"Error getting validation data"

There is no need to actually install a web server on a computer not having one, there is already a web server on every computer having certbot installed: python. That’s the way standalone runs, but it’s perfectly possible to make it permanent.

/etc/systemd/system$ cat acme-challenge.service
[Unit]
Description=acme-challenge
After=network.target
ConditionPathExists=/var/www/letsencrypt

[Service]
WorkingDirectory=/var/www/letsencrypt
ExecStart=/usr/bin/python3 -m http.server
Type=simple
SyslogIdentifier=acme-challenge.http.server
User=acme
Group=acme

[Install]
WantedBy=multi-user.target
Alias=acme-challenge.service

in the case of something having to run with haproxy, that could be python -m http.server 1234 to listen on a non standard port.

I’ve always used (rarely) ncat from my Windows laptop - I’ve never done it from a Linux Terminal before - I’ve learnt somthing - thanklyou

ncat result:

Ncat: Version 7.50 ( https://nmap.org/ncat )
NCAT DEBUG: Initialized fdlist with 103 maxfds
NCAT DEBUG: do_listen("::"): Address family not supported by protocol
Ncat: Listening on 0.0.0.0:54321
NCAT DEBUG: Added fd 3 to list, nfds 1, maxfd 3
NCAT DEBUG: Added fd 0 to list, nfds 2, maxfd 3
NCAT DEBUG: Initialized fdlist with 100 maxfds
NCAT DEBUG: selecting, fdmax 3

curl result:

HTTP/1.0 503 Service Unavailable
Cache-Control: no-cache
Connection: close
Content-Type: text/html

Okay.

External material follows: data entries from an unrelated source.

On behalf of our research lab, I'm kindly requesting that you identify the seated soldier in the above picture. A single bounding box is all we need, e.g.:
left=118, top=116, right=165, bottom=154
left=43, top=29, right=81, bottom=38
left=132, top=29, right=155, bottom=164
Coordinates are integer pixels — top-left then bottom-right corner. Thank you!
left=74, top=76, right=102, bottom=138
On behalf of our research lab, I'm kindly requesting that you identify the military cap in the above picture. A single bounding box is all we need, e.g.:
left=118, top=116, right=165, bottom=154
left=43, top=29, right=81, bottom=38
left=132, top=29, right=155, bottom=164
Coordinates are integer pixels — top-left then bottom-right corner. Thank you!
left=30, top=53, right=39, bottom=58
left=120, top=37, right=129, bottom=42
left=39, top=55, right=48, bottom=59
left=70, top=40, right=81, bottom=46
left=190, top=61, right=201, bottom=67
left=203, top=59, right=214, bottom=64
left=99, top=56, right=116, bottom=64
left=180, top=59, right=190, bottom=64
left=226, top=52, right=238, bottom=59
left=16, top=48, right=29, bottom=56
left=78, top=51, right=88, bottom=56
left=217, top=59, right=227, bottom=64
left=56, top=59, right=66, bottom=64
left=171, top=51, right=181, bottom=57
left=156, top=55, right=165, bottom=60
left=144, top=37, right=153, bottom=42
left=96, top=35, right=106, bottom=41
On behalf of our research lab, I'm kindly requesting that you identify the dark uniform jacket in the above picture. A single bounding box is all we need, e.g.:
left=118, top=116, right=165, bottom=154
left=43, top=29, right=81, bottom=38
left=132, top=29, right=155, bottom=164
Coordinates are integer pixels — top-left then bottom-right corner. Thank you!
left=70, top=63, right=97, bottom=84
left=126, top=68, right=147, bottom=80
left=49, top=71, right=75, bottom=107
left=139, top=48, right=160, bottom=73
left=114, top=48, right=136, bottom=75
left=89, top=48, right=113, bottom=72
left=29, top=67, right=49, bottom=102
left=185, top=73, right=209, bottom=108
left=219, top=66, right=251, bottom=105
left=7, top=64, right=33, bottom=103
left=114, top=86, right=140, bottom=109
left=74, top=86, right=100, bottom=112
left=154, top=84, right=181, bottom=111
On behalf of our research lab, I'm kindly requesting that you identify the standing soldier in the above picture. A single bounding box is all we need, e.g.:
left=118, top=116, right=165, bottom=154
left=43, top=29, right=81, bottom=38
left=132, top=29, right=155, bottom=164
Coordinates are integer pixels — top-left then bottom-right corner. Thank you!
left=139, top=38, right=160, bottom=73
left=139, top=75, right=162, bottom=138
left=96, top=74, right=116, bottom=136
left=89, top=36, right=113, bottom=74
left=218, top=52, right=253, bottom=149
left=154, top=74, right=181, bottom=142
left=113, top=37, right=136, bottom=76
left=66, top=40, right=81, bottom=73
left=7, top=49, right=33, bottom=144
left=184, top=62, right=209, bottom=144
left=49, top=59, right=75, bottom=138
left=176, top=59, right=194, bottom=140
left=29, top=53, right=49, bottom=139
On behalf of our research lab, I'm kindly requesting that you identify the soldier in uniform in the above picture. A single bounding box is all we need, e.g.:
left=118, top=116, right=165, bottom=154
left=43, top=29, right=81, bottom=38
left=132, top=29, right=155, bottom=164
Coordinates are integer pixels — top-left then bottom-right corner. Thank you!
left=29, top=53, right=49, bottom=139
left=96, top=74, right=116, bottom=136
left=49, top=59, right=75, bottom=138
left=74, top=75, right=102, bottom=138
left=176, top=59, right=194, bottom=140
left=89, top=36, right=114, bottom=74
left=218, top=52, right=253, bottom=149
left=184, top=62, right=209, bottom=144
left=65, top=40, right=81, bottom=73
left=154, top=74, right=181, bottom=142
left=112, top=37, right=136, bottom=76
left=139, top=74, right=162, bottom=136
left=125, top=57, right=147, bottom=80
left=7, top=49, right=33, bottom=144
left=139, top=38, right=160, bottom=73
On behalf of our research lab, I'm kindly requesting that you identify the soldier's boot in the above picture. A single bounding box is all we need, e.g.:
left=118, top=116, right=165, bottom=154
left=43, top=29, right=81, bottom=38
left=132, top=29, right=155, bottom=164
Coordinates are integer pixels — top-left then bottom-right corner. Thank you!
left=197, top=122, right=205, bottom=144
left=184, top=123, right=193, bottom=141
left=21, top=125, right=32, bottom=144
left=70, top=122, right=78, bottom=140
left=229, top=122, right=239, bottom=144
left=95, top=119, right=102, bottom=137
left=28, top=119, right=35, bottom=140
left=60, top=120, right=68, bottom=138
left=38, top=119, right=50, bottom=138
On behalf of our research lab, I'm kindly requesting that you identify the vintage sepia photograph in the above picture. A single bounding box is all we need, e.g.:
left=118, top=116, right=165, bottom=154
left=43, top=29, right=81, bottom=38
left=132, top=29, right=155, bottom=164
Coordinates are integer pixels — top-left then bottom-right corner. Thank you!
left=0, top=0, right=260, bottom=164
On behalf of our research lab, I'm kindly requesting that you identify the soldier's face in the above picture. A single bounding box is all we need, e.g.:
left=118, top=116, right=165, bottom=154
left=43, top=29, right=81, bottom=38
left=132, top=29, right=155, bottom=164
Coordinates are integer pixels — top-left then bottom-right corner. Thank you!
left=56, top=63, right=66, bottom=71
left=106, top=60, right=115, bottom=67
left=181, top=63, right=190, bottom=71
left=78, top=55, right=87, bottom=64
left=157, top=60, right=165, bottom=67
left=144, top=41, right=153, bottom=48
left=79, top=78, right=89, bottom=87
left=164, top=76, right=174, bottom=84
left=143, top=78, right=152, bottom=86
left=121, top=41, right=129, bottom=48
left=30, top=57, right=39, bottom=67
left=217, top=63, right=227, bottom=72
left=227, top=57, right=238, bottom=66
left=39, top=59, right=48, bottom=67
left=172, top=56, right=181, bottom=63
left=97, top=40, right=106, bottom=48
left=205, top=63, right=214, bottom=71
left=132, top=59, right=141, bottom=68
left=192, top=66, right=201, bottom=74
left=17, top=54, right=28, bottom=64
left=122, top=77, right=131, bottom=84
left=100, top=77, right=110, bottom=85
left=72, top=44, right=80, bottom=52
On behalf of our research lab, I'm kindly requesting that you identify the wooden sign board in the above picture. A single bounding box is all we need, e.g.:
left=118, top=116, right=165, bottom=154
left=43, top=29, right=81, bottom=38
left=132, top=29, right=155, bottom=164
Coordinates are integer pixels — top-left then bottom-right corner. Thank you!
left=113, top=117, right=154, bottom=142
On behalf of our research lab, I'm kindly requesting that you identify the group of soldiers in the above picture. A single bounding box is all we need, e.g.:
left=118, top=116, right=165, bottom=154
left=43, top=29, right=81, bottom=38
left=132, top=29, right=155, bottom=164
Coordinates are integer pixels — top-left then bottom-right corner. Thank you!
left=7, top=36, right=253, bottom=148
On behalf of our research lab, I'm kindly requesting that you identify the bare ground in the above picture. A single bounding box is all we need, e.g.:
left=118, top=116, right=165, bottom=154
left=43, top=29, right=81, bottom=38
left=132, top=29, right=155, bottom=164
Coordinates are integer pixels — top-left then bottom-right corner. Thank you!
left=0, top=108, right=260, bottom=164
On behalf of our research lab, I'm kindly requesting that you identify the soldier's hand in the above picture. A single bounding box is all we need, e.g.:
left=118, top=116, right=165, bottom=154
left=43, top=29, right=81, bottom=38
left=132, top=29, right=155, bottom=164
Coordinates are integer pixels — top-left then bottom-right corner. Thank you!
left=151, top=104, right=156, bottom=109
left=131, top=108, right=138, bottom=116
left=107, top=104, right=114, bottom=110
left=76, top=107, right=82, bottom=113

From that, we learn that something is busted with your haproxy config, or even networking in general. (You can curl 127.0.0.1:54321 while nc is running, right?)

I think from here I would probably take the approach of simplifying your haproxy config until it begins to work. Maybe take a backup and then it with something very basic:

global
    daemon
    maxconn 1024

defaults
    mode http
    timeout connect 5000ms
    timeout client 50000ms
    timeout server 50000ms

frontend ft_http
    bind :80 
    bind :::80
    use_backend be_certbot if { path_beg /.well-known/acme-challenge/ }
    default_backend be_nginx

backend be_nginx
    server s_nginx 10.123.123.11:80

backend be_certbot
    server s_certbot 127.0.0.1:54321

Actuall, no, I can’t curl 127… I get either a conection reset by peer, (from the 2nd terminal), or a connection refused (from the 1st terminal).

I don’t belive it is a IP issue - mainly because the website comes up just fine if its http: - try it, you’ll see.

As the path/stack is: Gateway (Router) => HAProxy (Server) => Nginx (Server) the IP has to be correct. Its only this damned certificate (ie certbot) that is not working :frowning:

Then start a website on your nginx, so you can use --webroot. So you don’t need --standalone.

PS: So a check

http://www.peregrineit.net/.well-known/acme-challenge/87FbY9gvIKdVKpq7yVjsYzyZlDphO_2CgGLPV9-uRmA

should send a http status 404 - Not Found.

To clarify:

  • Two terminals one the same server
  • First terminal has nc -vvv -l -p 54321 running
  • Then (after nc has started), second terminal runs curl 127.0.0.1:54321

and that gives you a “Connection reset by peer” error on the second terminal?

Correct - you sense a problem, master?

Not possible - hence the use of the HAProxy server in the first place :frowning:

???

If a static solution doesn’t work, why should a temporary solution work?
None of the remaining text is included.